I'm processing a huge file using a multiprocessing.pool
of processes that are all writing to one output file. I divide the input file into partitions (essentially 2-tuples of line indices that I later pass to linecache.getline()
) and use pool.map(func, list_of_partitions)
. Inside func
, the current process works on its given partition (which is guaranteed not to overlap with any other partition), then before it writes the results to the single output file it acquires a lock, then releases it after writing is done. The lock is created using an initializer so that it's inherited (taken from this answer) in order to be shared across processes. Here's the relevant code:
l = multiprocessing.Lock() # lock
o = open("filename", 'w') # output
pool = multiprocessing.Pool(num_cores, initializer=init, initargs=(l, o,))
where init
is defined as such:
def init(l, o):
global lock, output
lock = l
output = o
My problem is that the output file is missing some text in random locations. At first, I found that the output files were cut off at the end, but I confirmed that it's not exclusive to the end of the file when I added many empty lines at the end of the file and found another block of text in the middle of the file also missing parts. Here is an example of an expected block of text:
Pairs: [(81266, 146942, 5)]
Number of pairs: 1
idx1 range: [81266, 81266]
idx2 range: [146942, 146942]
Most similar pair: (81266, 146942, 5)
Total similarity (mass): 5
And here's a block that is cut off:
Pairs: [(81267, 200604, 5)]
Number of pairs: 1
idx1 range: [81267, 81267]
idx2 range: [200604, 200604]
Most similar pair: (81267, 200604, 5)
Total similarity (ma
And another more severe case:
Pairs: [(359543, 366898, 5), (359544, 366898, 5), (359544, 366899, 6)]
Number of pairs: 3
For what it's worth, I'm doing pool.close()
then pool.join()
, although the problem persisted when I removed them.
Can you think of things that would cause this?

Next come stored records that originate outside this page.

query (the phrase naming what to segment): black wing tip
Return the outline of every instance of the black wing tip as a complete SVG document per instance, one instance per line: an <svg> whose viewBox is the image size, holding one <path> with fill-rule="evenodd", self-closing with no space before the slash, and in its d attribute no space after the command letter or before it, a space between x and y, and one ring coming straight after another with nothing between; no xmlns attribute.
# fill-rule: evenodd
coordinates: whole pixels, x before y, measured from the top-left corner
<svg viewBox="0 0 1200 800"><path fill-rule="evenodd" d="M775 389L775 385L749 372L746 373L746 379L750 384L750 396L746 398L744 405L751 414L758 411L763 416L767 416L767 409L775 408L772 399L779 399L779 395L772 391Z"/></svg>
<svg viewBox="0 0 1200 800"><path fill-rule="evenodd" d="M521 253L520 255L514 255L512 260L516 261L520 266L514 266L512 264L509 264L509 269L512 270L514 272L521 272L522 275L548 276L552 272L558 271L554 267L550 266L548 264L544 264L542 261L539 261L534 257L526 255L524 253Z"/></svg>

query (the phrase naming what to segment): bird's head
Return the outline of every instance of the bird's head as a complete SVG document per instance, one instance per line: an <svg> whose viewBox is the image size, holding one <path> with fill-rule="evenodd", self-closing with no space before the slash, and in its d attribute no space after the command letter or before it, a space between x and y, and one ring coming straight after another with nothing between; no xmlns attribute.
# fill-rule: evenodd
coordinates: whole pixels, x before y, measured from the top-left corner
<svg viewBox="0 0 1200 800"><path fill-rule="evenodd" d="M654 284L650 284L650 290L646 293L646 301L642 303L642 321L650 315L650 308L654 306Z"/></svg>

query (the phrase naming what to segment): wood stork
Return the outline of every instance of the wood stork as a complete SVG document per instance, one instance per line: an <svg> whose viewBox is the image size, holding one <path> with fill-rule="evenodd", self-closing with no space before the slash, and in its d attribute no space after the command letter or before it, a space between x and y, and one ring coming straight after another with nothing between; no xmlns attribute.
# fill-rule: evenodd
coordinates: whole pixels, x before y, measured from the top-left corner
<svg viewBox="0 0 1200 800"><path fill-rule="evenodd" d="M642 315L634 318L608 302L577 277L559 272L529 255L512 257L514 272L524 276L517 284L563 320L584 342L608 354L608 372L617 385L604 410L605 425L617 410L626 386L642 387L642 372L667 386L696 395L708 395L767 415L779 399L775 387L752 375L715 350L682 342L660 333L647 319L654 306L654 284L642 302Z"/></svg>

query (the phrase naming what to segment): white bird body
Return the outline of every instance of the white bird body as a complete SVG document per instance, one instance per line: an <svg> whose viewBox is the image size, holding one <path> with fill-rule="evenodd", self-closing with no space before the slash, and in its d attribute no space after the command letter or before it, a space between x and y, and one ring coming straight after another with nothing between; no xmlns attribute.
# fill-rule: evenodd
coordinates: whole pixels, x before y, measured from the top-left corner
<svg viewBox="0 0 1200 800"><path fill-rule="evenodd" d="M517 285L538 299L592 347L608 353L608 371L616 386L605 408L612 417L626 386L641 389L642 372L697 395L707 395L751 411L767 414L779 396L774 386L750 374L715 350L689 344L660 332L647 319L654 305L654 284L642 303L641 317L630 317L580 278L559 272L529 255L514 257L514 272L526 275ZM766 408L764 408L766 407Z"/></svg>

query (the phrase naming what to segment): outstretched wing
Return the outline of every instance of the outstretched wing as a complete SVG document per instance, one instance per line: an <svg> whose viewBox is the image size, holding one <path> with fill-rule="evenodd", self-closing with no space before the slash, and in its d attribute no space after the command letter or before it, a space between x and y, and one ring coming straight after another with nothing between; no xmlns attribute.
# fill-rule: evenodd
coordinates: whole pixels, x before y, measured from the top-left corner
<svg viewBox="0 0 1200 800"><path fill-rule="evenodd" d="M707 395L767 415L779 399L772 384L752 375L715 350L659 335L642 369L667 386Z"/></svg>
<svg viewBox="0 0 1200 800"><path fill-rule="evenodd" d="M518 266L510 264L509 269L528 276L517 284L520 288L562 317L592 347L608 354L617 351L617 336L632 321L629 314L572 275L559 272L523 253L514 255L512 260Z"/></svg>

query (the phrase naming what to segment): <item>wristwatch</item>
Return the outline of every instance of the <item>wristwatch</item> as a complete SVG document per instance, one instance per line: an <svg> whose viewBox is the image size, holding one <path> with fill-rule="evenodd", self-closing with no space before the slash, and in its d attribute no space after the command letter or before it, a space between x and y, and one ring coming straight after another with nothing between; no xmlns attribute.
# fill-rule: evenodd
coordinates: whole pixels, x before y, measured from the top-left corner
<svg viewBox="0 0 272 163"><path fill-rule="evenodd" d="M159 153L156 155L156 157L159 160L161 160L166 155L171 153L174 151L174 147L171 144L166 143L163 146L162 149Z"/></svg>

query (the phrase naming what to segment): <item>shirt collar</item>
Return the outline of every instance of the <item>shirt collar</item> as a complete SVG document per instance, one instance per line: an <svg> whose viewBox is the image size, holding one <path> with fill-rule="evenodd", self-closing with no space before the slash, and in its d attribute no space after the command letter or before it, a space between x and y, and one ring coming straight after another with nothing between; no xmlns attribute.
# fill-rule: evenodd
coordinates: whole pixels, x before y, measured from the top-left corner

The problem doesn't occur when I run the code normally with no parallelism. I compared the number of valid, full output text blocks (like the example I gave above) in the file produced by the parallel version to the one produced by the non-parallel version, given the same input file, and found that the parallel version had 137,073 valid blocks while the non-parallel one had 137,114 valid blocks, so I lost 41 valid blocks (i.e. 41 different blocks were cut off), which is a very small number compared to the total number of blocks, so this is really baffling me. Any ideas or suggestions are greatly appreciated!